The Jakarta Post
The Indonesia Architecture Conference & Exhibition (ARCH:ID) has opened on Thursday as a display window showing what is possible if professional architects lend their expertise to the building material industry.
The result was a pool of ideas and unlimited possibilities in the development of new materials while initiating further discourse on the importance of architectural design to have functional and aesthetically pleasing public places and buildings.
Themed “Let’s Talk!”, the event running at the ICE exhibition hall in Serpong, south of Jakarta, from Thursday to Saturday was curated to distinguish it from common building material exhibitions.
“The team of curators is in charge of everything about the event, including the booths of exhibitors and the venue layout,” Ahmad Djuhara, the chairman of the Indonesian Architects Association (IAI) that organized ARCH:ID, said in a press conference leading to the opening of the event.
“We want this event to bring together professional architects and the building materials industry.

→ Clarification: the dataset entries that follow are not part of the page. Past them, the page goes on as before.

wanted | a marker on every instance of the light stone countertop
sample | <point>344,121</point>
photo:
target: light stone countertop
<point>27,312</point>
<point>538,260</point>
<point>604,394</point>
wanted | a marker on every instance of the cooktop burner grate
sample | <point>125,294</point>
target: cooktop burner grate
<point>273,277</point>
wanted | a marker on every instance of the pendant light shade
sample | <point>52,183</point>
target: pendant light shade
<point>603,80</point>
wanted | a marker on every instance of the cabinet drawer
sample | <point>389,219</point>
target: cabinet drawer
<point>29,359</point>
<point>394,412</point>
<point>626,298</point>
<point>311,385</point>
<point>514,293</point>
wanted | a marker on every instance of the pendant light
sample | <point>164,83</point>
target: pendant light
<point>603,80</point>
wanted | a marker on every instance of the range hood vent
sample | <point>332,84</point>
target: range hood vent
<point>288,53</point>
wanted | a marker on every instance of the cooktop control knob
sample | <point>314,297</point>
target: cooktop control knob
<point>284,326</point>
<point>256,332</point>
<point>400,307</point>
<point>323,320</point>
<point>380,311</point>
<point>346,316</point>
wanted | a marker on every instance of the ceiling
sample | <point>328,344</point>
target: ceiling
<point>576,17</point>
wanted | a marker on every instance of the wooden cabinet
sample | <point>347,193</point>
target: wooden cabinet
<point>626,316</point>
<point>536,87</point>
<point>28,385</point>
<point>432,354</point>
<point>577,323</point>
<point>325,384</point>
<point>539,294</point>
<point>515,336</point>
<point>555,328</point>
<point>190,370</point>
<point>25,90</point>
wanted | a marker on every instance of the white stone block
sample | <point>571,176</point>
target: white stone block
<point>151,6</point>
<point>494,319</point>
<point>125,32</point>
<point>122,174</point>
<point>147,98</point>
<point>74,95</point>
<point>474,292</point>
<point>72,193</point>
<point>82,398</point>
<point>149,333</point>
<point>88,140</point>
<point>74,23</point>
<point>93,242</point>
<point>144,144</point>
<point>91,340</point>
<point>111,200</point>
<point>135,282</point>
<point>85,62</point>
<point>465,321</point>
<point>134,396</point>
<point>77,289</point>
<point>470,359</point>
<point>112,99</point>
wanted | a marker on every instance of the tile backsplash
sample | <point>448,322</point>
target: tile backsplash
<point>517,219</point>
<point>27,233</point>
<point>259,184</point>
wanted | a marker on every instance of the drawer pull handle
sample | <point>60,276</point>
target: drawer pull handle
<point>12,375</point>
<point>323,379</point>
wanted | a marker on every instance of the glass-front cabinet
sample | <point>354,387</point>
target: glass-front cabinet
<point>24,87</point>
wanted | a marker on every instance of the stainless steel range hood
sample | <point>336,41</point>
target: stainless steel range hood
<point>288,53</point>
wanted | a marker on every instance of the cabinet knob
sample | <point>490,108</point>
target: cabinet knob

We hope the creative industry and the manufacturing industry will sit down together and find solutions for the wellbeing of the people.”
Building a dialogue: ARCH:ID curators Danny Wicaksono (left) and Wiyoga Nurdiansyah (second left) converse with Indonesian Architects Association chairman Ahmad Djuhara (center), Roca Indonesia operations director Emilio Ferrer (second right) and R. Arief Sofyan Rudiantoro of CIS Exhibition. Themed 'Let's Talk', the event is presented by the association in collaboration with event organizer CIS Exhibition with support from global sanitary products company Roca. (JP//Tertiani ZB Simanjuntak)
He explained that the involvement of professional architects ensured not only legal certainty for building projects in Indonesia, as stipulated in Law No. 6/2017 on architecture, but also human safety and comfort as well as the architectural value of city space.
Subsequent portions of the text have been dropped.